Fast Approximations and Mobile-Friendly Variants

Smooth functions can be strong, but they are more expensive than piecewise-linear ones. That is why approximation-based activations became popular in efficient models:

  • Hard Sigmoid: piecewise-linear approximation of sigmoid
  • Hard Tanh: clipped tanh-like shape
  • Hard Swish: approximation of Swish used in mobile models

The guiding tradeoff is simple: give up a bit of smoothness to gain speed.

A Few More Interesting Curves

The visual grid also includes a few less standard but conceptually useful shapes:

  • Bent Identity: almost linear, but gently nonlinear near zero
  • Arctan: another smooth bounded squash
  • SELU / CELU: reminders that negative values do not have to be thrown away completely

These are not the default choices in modern LLMs, but they help build the reader’s intuition: activation design is really about deciding what should happen around zero, in the tails, and in the derivative.

Which Ones Actually Matter Most Today?

ActivationWhy people use itMain tradeoff
GELUVery strong default in TransformersMore expensive than ReLU
SiLU / SwishSmooth, gated, stable, often great in efficient deep netsStill more expensive than ReLU
MishFlexible smooth non-monotonic responseLess standard in large production stacks
Hard SwishGood hardware-friendly approximationLess smooth than the original

Practical Advice

Strong modern defaults:
  • Transformers: GELU remains the standard baseline.
  • Efficient CNNs / mobile models: Hard Swish or SiLU are common.
  • General-purpose modern MLPs: ReLU is still a valid baseline, but SiLU is worth testing.

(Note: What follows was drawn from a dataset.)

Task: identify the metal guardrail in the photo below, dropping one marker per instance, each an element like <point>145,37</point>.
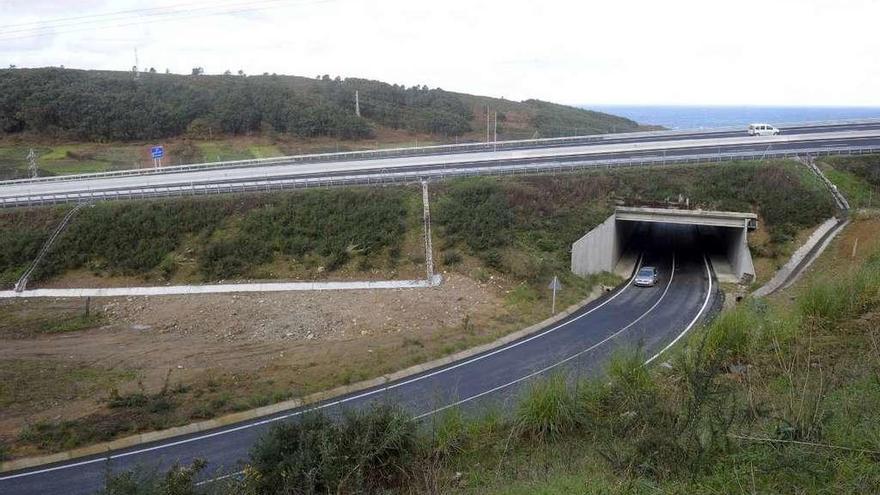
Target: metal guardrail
<point>411,151</point>
<point>406,177</point>
<point>26,276</point>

What Can Go Wrong with Modern Activations?

ActivationPotential problem
ELU / SELU / CELUMore expensive than ReLU and more sensitive to architectural assumptions than many beginners expect.
GELUExcellent in Transformers, but often unnecessary overhead in smaller or simpler models.
SiLU / SwishSmoother optimization, but still costlier than piecewise-linear activations.
MishCan work well, but is less standardized and not always worth the extra complexity.
Hard approximationsFaster on-device, but they give up part of the smooth behavior that motivated the original function.

Common Misunderstanding

The best activation is not the one with the fanciest formula. It is the one whose shape matches:

  1. the optimization constraints,
  2. the architecture,
  3. the hardware budget,
  4. the role of that layer inside the model.

That is why ReLU still survives, GELU dominates Transformers, and Hard Swish shows up in mobile networks. The “best” activation is context-dependent.

References

  1. Hendrycks, D. and Gimpel, K. “Gaussian Error Linear Units (GELUs).” 2016.
  2. Ramachandran, P., Zoph, B., and Le, Q. V. “Searching for Activation Functions.” 2017.
  3. Misra, D. “Mish: A Self Regularized Non-Monotonic Activation Function.” 2019.
  4. Klambauer, G. et al. “Self-Normalizing Neural Networks.” NeurIPS 2017.